A l’appel de Asma Ahmadi et Salma Bouraoui, des citoyens tunisiens se sont rendus aujourd’hui au mausolée de Saida Mannoubia, qui avait été profané au courant de la semaine dernière. Par cette action de solidarité spontanée, des Tunisiens ont voulu faire revivre le mausolée comme à l’accoutumée, afin que la tradition ne s’interrompe pas, et ont tenu aussi à faire passer un message; celui du refus de la violence, de l’attachement à nos coutumes et traditions culturelles, et de tolérance.

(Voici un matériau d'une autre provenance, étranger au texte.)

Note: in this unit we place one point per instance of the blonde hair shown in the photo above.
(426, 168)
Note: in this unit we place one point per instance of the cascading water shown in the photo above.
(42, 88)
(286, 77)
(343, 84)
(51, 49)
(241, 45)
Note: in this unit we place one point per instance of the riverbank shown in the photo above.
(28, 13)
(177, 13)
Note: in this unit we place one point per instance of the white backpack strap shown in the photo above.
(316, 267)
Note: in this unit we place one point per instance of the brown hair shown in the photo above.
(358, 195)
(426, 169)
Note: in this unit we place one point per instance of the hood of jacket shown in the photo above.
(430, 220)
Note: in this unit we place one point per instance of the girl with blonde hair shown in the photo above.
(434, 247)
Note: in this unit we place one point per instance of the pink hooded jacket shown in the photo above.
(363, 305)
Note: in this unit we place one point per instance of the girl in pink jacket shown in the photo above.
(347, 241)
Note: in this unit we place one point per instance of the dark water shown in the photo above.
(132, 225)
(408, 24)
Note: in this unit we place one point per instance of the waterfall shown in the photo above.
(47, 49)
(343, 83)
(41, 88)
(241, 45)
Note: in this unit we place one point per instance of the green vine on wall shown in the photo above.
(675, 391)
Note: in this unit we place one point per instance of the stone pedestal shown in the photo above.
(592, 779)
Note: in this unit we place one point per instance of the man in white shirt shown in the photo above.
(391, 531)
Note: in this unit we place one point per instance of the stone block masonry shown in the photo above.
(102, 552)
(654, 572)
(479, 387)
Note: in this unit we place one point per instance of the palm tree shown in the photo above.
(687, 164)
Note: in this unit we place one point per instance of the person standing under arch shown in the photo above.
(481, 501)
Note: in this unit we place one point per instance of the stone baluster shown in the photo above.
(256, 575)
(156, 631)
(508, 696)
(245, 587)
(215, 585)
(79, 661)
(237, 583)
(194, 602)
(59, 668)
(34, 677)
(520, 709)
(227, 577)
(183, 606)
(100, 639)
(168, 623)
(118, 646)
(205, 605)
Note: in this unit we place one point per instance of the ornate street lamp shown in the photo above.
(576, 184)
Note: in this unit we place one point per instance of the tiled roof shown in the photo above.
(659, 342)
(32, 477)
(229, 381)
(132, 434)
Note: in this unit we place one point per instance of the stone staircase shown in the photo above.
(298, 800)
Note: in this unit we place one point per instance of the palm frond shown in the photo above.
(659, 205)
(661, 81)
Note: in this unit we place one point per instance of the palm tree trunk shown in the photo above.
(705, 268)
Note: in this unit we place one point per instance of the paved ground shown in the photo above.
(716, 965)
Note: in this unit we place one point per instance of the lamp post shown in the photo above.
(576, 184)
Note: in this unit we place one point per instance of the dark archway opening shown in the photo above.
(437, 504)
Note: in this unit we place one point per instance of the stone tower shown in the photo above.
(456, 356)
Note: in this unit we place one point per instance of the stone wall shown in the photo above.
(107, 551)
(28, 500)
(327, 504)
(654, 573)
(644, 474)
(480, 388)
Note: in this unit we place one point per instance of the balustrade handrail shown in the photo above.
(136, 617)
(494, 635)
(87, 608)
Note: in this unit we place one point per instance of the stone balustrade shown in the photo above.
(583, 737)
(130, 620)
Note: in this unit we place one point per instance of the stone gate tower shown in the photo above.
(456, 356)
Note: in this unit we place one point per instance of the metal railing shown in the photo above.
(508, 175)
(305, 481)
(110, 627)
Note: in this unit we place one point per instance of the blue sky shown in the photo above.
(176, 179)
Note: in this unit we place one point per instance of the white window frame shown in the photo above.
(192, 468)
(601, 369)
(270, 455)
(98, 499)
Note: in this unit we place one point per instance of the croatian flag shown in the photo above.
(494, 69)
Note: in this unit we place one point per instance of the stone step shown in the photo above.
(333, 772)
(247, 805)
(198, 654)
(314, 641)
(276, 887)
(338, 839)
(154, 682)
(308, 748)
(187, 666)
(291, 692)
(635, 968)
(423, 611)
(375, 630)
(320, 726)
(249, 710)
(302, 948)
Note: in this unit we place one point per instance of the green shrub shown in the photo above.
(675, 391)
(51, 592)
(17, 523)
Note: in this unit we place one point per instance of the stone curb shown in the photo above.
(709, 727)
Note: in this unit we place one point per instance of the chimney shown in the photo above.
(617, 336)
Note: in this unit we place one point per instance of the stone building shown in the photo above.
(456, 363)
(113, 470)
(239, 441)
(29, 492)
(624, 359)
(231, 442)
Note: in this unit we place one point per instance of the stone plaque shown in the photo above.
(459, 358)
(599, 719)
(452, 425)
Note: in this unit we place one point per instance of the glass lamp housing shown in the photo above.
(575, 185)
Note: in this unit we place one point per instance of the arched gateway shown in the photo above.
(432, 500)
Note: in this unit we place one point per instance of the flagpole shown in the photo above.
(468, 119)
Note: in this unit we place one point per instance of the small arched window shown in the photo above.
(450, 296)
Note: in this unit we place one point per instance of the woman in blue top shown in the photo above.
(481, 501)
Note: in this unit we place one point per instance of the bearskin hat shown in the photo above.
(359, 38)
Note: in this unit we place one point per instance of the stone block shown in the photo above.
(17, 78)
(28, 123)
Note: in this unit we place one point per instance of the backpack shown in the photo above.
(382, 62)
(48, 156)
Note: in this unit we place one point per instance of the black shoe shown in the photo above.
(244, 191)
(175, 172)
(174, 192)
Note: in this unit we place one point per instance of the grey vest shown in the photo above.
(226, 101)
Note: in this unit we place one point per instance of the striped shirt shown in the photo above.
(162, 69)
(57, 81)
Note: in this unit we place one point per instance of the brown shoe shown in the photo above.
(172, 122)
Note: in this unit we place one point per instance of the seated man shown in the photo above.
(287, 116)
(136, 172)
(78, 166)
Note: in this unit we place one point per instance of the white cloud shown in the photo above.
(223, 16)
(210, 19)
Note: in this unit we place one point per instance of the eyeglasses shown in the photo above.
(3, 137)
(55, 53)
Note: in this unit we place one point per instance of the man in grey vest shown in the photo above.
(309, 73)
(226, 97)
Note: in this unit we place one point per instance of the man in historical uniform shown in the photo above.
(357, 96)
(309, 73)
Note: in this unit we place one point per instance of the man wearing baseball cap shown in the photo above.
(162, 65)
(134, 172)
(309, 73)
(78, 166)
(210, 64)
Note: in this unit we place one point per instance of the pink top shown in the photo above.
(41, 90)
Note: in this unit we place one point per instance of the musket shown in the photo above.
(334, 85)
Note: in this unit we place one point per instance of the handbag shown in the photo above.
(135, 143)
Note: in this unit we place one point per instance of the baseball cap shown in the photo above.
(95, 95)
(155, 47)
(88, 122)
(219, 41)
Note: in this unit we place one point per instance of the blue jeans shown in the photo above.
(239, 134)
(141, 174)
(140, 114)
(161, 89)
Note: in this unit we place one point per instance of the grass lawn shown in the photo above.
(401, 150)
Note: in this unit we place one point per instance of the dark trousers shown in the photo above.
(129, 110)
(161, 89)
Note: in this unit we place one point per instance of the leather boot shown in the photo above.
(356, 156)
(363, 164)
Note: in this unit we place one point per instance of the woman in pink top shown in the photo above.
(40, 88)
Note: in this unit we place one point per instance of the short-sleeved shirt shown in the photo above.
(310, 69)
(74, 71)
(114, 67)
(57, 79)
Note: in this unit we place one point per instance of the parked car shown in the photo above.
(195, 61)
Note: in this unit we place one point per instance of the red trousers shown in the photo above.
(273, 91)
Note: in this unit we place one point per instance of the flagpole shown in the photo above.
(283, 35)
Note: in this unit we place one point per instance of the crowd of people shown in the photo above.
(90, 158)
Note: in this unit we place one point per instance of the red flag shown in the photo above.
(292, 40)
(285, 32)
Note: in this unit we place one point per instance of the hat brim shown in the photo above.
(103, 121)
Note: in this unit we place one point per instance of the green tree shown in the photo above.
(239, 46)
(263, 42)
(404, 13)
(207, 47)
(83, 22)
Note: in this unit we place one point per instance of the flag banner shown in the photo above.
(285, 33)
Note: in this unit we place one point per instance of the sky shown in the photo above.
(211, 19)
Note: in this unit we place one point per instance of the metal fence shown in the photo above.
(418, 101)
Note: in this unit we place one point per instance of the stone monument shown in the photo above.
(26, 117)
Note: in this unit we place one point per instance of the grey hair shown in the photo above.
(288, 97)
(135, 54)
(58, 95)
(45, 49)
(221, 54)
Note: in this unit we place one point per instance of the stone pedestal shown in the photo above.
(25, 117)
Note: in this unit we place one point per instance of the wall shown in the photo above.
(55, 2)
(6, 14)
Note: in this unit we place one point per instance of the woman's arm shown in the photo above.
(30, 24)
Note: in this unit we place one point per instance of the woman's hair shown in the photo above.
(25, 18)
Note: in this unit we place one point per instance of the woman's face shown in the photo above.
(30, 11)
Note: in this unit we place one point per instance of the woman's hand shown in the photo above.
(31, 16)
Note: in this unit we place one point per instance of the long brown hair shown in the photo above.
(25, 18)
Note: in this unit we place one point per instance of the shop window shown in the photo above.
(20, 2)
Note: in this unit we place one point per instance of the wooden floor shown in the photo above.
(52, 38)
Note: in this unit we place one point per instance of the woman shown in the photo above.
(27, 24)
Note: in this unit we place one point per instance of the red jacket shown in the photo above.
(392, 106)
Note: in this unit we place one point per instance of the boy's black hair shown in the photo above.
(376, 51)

Matelas, tapis, oreillers, ont été offerts par des anonymes, mais aussi des Corans, des bougies, du sucre, de la nourriture, une petite pièce de monnaie ou une simple présence réconfortante. Allumer des cierges, prendre une photo, se recueillir un instant, recueillir un témoignage ou échanger quelques mots avec les occupants du mausolée avait suffi à leur redonner de l’espoir.

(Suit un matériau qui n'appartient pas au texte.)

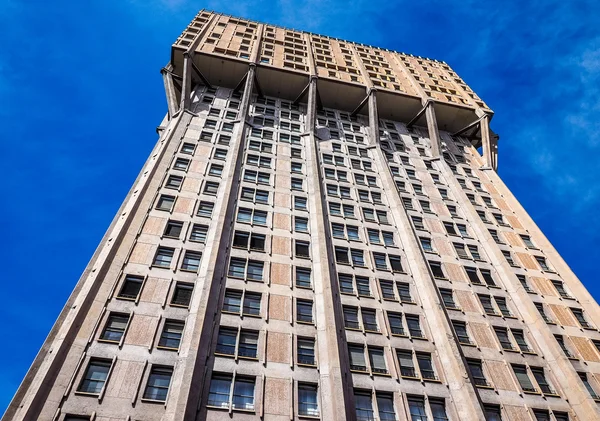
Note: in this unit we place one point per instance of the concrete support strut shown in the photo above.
(453, 361)
(336, 406)
(170, 92)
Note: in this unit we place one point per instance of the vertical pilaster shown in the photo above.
(194, 374)
(170, 91)
(563, 372)
(453, 363)
(432, 128)
(336, 402)
(486, 141)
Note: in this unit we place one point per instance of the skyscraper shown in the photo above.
(315, 235)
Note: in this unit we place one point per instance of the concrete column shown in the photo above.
(186, 85)
(453, 363)
(486, 142)
(563, 372)
(170, 92)
(193, 373)
(335, 393)
(434, 134)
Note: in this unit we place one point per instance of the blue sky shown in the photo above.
(81, 96)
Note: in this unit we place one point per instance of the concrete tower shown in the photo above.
(316, 236)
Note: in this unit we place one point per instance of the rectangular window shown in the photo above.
(377, 360)
(182, 294)
(165, 202)
(95, 376)
(163, 257)
(131, 287)
(395, 321)
(170, 337)
(191, 261)
(115, 328)
(414, 326)
(476, 370)
(198, 233)
(308, 400)
(306, 351)
(304, 311)
(357, 358)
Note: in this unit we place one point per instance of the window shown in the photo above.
(436, 269)
(182, 294)
(540, 378)
(503, 338)
(364, 406)
(205, 209)
(357, 357)
(115, 327)
(387, 290)
(542, 262)
(426, 244)
(220, 390)
(369, 318)
(158, 383)
(417, 222)
(527, 241)
(541, 415)
(174, 182)
(251, 305)
(461, 332)
(300, 224)
(520, 340)
(395, 321)
(304, 311)
(191, 261)
(170, 337)
(426, 366)
(540, 308)
(173, 229)
(578, 313)
(438, 409)
(404, 292)
(560, 288)
(199, 233)
(302, 249)
(131, 287)
(163, 257)
(450, 228)
(509, 259)
(248, 269)
(416, 406)
(385, 403)
(476, 370)
(492, 413)
(363, 286)
(307, 400)
(300, 203)
(561, 341)
(188, 148)
(215, 170)
(448, 299)
(165, 202)
(303, 277)
(252, 216)
(253, 241)
(495, 236)
(306, 351)
(95, 376)
(586, 382)
(414, 326)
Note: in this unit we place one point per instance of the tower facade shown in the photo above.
(316, 236)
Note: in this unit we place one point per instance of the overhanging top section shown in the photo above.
(223, 46)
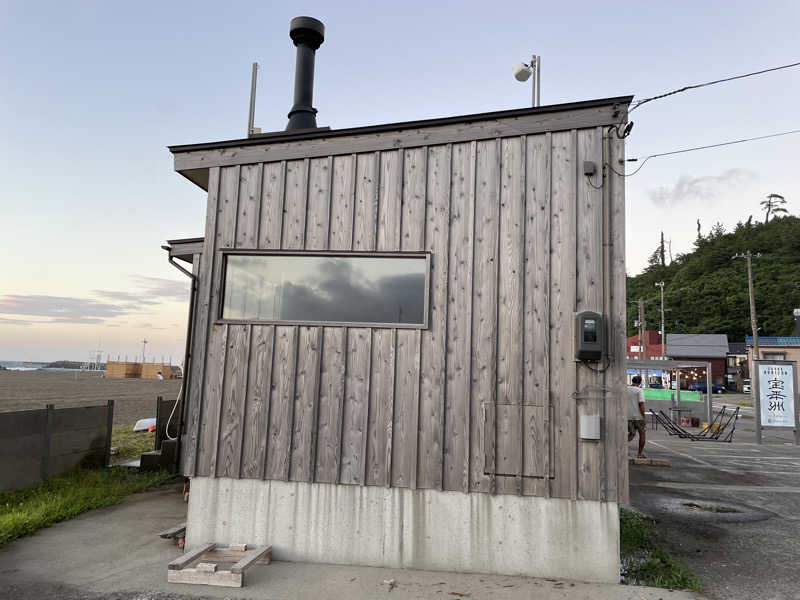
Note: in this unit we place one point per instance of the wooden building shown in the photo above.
(383, 366)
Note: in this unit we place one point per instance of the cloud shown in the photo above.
(22, 322)
(132, 298)
(689, 188)
(59, 309)
(165, 289)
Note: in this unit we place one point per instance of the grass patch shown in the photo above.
(130, 444)
(22, 512)
(643, 562)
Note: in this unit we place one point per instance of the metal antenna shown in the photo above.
(251, 119)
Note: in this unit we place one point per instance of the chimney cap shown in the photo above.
(308, 30)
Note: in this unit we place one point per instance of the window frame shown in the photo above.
(226, 252)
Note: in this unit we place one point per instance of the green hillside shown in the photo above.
(706, 289)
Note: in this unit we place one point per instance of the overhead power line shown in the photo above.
(648, 157)
(699, 85)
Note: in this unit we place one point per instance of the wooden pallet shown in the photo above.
(174, 533)
(206, 569)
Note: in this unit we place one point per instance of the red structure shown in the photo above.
(652, 342)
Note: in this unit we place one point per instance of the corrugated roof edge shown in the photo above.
(287, 136)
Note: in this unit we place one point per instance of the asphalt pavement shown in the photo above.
(729, 511)
(116, 553)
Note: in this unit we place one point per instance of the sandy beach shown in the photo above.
(134, 398)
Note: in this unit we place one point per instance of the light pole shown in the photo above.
(523, 71)
(660, 284)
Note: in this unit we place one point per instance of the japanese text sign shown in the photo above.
(776, 395)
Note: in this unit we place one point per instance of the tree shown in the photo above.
(718, 230)
(773, 205)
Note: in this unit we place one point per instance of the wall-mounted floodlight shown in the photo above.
(523, 72)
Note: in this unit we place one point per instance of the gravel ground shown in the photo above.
(728, 511)
(133, 398)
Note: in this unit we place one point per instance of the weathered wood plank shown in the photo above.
(319, 204)
(406, 409)
(214, 374)
(294, 204)
(249, 206)
(390, 200)
(331, 400)
(271, 217)
(365, 218)
(306, 393)
(281, 403)
(412, 231)
(434, 339)
(234, 391)
(560, 120)
(250, 558)
(259, 383)
(343, 191)
(589, 296)
(215, 368)
(407, 382)
(381, 398)
(484, 306)
(459, 319)
(195, 409)
(536, 317)
(381, 403)
(356, 405)
(616, 377)
(562, 308)
(189, 557)
(510, 439)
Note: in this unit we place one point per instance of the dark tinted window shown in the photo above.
(326, 289)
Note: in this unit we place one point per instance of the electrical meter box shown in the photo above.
(590, 336)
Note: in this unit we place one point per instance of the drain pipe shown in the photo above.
(187, 357)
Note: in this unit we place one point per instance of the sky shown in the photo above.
(91, 93)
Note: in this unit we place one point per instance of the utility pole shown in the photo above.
(663, 333)
(642, 330)
(748, 256)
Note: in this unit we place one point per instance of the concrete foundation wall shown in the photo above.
(398, 527)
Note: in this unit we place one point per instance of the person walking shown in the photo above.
(636, 413)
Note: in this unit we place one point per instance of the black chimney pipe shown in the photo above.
(307, 34)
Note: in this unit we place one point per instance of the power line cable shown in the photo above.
(648, 157)
(699, 85)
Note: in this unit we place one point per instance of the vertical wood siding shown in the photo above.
(488, 397)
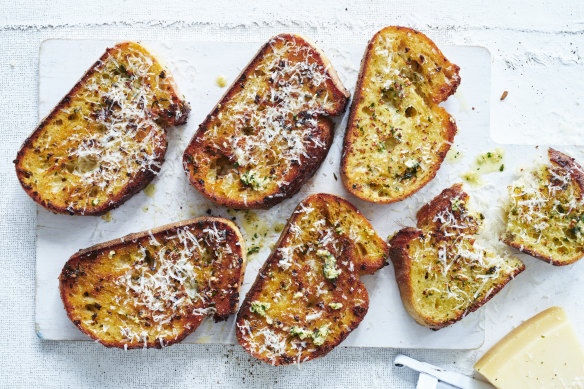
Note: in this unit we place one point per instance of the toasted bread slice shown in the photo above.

Beaucoup d’émotion aussi, devant le désarroi des 25 familles qui vivaient des visites du mausolée, de leur chagrin de voir le tombeau de leur sainte profané, et devant cet élan de solidarité. Larmes, youyous et surtout une envie de parler. Les gardiennes du marabout n’arrêtaient pas de crier leur indignation face à ce fâcheux acte de vandalisme, elles n’avaient jamais connu une telle situation, « même pas sous le protectorat français », nous disait la plus âgée de toutes.
Cette action citoyenne de solidarité est une façon comme une autre pour exprimer l’attachement des Tunisiens à leurs traditions et coutumes, à leur spécificité culturelle, une façon de dire leur refus de cette nouvelle « pensée » venue d’ailleurs qui tend à faire table rase de notre identité et de la remplacer par une autre.

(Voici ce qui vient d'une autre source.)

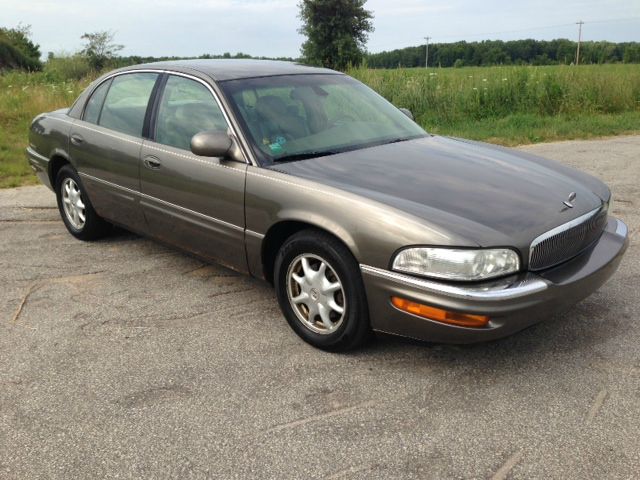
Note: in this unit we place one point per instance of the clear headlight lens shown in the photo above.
(456, 263)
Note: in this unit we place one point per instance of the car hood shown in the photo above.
(490, 195)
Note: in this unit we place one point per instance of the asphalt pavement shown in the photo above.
(123, 358)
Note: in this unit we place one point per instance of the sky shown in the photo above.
(269, 27)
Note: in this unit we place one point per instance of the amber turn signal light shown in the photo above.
(444, 316)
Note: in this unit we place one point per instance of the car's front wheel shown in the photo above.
(75, 208)
(320, 291)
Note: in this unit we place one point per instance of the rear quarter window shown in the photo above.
(94, 104)
(126, 103)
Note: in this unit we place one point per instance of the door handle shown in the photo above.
(152, 162)
(77, 139)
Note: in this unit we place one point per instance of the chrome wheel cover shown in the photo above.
(316, 294)
(72, 203)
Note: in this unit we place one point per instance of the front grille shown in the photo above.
(567, 241)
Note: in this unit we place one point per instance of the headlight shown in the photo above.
(457, 264)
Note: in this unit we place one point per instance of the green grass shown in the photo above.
(506, 105)
(22, 97)
(516, 105)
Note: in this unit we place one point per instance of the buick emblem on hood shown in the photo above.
(571, 198)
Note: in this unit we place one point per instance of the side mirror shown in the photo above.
(407, 112)
(211, 143)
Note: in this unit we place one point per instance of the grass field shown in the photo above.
(22, 97)
(516, 105)
(506, 105)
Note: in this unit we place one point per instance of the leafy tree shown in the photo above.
(336, 31)
(17, 50)
(99, 48)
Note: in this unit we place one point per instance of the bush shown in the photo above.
(70, 67)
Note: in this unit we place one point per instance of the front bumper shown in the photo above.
(512, 303)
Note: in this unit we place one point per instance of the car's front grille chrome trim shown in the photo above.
(567, 240)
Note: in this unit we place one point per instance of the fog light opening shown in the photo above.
(439, 315)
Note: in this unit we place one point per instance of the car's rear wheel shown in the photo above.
(75, 208)
(320, 291)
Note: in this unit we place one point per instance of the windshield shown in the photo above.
(293, 117)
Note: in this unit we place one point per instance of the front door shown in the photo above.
(194, 202)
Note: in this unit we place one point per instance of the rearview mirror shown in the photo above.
(211, 143)
(407, 112)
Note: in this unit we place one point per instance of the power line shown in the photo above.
(580, 23)
(562, 25)
(426, 58)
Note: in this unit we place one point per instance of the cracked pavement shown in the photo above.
(124, 358)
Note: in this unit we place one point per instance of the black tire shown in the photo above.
(354, 329)
(94, 227)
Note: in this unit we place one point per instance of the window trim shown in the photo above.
(151, 99)
(160, 93)
(235, 128)
(86, 104)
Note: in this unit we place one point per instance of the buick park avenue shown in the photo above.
(308, 179)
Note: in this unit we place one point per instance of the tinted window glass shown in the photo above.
(186, 108)
(94, 105)
(292, 117)
(126, 103)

Les marabouts ont de tout temps fait partie de notre paysage cultuel et religieux. Dr Bouraoui Saloua l’explique très bien dans un article sur les marabouts qu’elle a publié le 20 octobre 2012, et dont voici un extrait :
« Saida el Manoubia, une Femme à la forte personnalité, une femme assez particulière, très instruite qui, à la fin du XIIe et au début du XIIIe siècle, partageait son savoir et son instruction religieuse avec les hommes.
Une femme d’une intelligence supérieure qui avait attiré la foudre des conservateurs en fréquentant les milieux masculins pour étudier l’islam, une femme hors du commun…Saïda Manoubia dont la renommée est telle qu’elle lui vaut un récit hagiographique intitulé Manâqib et rédigé par l’imam de la mosquée de La Manouba. Consécration très rare pour une femme, il révèle des éléments doctrinaux importants où cette grande dame revendique, ouvertement, le statut de « pôle des pôles », la plus haute dignité dans la hiérarchie soufie. »
Nous comprenons mieux maintenant pourquoi son mausolée a été attaqué.
L’ALECSO, de son côté, a promis d’aider à la reconstruction du mausolée, mais en attendant, c’est aux Tunisiens eux-mêmes d’être vigilants et de protéger leur patrimoine de la destruction méthodique dont il fait objet, dans un silence des autorités qui prête à la suspicion.